18 Mart 2006 23:00

Hesap kimden sorulsun?

Sayın Ertuğrul Özkök, Gazetenizin 16 Mart 2006 tarihli sayısında yayınlanan köşe yazınızda, "özelleştirmeyi engelleyenler" tanımlamasını kullanarak ve "Türkiye'ye altın kadar kıymetli zamanı kaybettiren bu maskeli insanlar, hortumculardan daha mı dürüsttür" diyerek, hesap sorulmasını istiyorsunuz. Hesap sorulması gerekenlerin kimler olduğu, bugün kamuoyu tarafından açık bir şekilde görülmektedir. Yapılan özelleştirme uygulamaları, kamunun birikimlerinin belli ellere aktarılmasından başka bir anlam ifade etmemektedir. Bugüne kadar gerçekleştirilen özelleştirme uygulamaları, yazınızda yer verdiğiniz görüşün aksine ülkemize yarar değil, zarar getirmiştir. Yakın zaman tarihimiz bunun örnekleriyle doludur. Bu zararlar, yalnızca bizim gibi duyarlı kesimlerin dile getirdiği görüşlerden ibaret değildir. Odamız ve diğer meslek örgütleri ile sendikalar tarafından açılmış davalar sonucunda, yargı tarafından pek çok özelleştirme işlemi iptal edilmiştir. Hesabın kimlerden sorulması gerektiği yargı kararlarıyla gün gibi ortadayken, hiçbir çıkar bağlantısı olmaksızın kamu yararının sağlanmasını hedefleyen kurumları, hortumcularla aynı kefeye koyan bir zihniyeti anlamak mümkün değildir. Kaldı ki özelleştirme uygulamalarının, sizin deyiminizle "engellenmesi", büyük ölçüde yargı kararlarıyla sağlanmıştır. Bu durumda sizin hedef aldığınız kesim, yalnızca özelleştirme ve özelleştirme uygulamalarındaki hukuka aykırılık, yolsuzluklarla mücadele edenleri değil, hukuk kuralları içinde mesleğinin gereğini yerine getirmeye çalışan yargı mensuplarını da kapsamaktadır. Bu ise, yargı üzerinde bugün yaşanan ağır baskının medya aracılığıyla büyütülmesinden başka bir anlam ifade etmemektedir. Siz ise "Adalet onlardan hesap soramıyor" diyorsunuz. Adalet, hukuk kurallarının gereğini yerine getirdiği için kendi kendinden mi hesap soracaktır? Yazınızda belirttiğiniz gibi yargı kararlarıyla durdurulan özelleştirme uygulamaları sonucunda kamu kurumları daha ucuza satılmamış, TÜPRAŞ örneğinde olduğu gibi daha yüksek bedelle satışlar yapılmıştır. Özelleştirme konusu ise ucuza ya da pahalıya satılmasıyla ölçülemeyecek kadar büyük sonuçlara yol açan bir konudur.

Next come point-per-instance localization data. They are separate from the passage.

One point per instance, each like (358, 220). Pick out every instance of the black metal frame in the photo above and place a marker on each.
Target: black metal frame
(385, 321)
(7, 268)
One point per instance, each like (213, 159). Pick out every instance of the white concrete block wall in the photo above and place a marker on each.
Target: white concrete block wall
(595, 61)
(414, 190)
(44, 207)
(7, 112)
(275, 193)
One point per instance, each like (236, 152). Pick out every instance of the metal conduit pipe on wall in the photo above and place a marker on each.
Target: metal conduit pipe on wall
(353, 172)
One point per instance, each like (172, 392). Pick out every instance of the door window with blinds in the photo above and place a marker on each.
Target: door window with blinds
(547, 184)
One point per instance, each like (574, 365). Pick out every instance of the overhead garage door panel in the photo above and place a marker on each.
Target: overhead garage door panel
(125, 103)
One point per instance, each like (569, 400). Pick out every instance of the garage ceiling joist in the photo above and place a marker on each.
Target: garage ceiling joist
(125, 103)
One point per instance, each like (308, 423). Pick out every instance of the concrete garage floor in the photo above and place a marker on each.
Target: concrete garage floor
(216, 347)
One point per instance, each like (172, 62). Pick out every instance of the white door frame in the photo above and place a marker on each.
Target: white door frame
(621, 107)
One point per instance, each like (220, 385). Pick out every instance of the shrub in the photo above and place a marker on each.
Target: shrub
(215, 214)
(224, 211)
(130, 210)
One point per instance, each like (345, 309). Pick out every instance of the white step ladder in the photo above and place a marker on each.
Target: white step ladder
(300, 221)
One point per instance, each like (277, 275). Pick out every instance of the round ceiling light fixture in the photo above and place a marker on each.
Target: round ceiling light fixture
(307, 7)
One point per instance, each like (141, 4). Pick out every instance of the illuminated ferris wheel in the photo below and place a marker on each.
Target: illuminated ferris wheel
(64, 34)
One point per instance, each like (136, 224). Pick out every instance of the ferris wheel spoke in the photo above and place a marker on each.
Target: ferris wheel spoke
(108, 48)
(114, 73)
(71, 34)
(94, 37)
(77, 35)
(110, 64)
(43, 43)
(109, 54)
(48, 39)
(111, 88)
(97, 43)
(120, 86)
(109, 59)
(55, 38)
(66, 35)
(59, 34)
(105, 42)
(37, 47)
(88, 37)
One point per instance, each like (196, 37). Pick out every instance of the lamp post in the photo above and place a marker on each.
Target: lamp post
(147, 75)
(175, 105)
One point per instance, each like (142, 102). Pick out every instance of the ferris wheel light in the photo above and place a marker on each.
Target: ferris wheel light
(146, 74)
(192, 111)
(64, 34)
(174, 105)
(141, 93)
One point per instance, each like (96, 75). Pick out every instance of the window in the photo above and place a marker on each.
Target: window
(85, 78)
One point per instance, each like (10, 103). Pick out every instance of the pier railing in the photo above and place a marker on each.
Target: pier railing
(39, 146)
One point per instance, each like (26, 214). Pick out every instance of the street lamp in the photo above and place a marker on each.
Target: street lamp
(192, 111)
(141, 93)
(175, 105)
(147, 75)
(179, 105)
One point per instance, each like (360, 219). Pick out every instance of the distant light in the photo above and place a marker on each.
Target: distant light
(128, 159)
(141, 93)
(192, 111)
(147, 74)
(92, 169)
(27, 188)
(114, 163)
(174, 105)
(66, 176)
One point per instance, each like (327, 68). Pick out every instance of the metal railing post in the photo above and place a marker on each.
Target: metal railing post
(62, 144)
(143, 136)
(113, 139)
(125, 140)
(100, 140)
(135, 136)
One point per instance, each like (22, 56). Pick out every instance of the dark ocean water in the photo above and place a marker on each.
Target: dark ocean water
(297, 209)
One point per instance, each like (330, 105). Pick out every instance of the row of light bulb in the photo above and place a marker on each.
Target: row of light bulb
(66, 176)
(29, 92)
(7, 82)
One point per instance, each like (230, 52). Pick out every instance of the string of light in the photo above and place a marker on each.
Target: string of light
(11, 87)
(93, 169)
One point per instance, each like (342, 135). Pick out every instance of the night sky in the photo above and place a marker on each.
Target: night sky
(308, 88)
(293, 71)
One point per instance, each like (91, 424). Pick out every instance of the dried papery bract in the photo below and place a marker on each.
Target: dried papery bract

Nükleer santraller Özelleştirmeleri "engelleyenlerin" verdikleri zarara örnek olarak da nükleer santral yapımının geciktirilmesini gösteriyorsunuz. Nükleer santralların yapımının geciktirilmesinin sonucunda bugün doğalgaz ve petroldeki dalgalanmalara maruz kalmaya tahammül etmek zorunda olduğumuzdan, dünyadaki nükleer santral talebi nedeniyle de nükleer santral yapımının zaman alacağından bahsediyorsunuz. Bizim gibi kurumların görüşlerini değil, devletin kurumlarının görüşlerinin yer aldığı raporları dahi okusanız, bu yıl yaşanan doğalgaz krizinin sizin dediğiniz gibi nükleer santral yapılmamasının değil, "kamuya yatırımlardan el çektirilmesinin ve yapılan özelleştirme uygulamalarının" sonucu olduğunu göreceksiniz. Bugün TBMM'de bekletilen Sayıştay raporu enerji alanında yapılan özelleştirmeler sonucunda kamunun uğratıldığı milyarlarca dolarlık zararın belgeleriyle doludur. Elektrik Mühendisleri Odası, bu özelleştirme uygulamalarına karşı yıllardır mücadelesini sürdürmektedir. Bugün gelinen noktada, yargı ve devletin üst makamları, hatta iktidar tarafından bile haklılığımız kabul görmüştür. Nükleer santralların yapımının gecikmesi nedeniyle enerjide sorun yaşandığını söyleyebilmek için önce Türkiye'nin enerji kaynaklarının potansiyelini ve bu potansiyelin ne kadarının nasıl değerlendirildiğini bilmek gerekir. Yapılan özelleştirme uygulamaları sonucunda kurulan doğalgaz çevrim santrallarına verilen alım garantileri nedeniyle bu ülkenin hidrolik santrallarının ve kömüre dayalı termik santrallarının çalışması durdurulmuştur. Bugün Türkiye su, kömür, güneş, rüzgar başta olmak üzere enerji kaynakları potansiyelinin üçte ikisini bile değerlendirememektedir.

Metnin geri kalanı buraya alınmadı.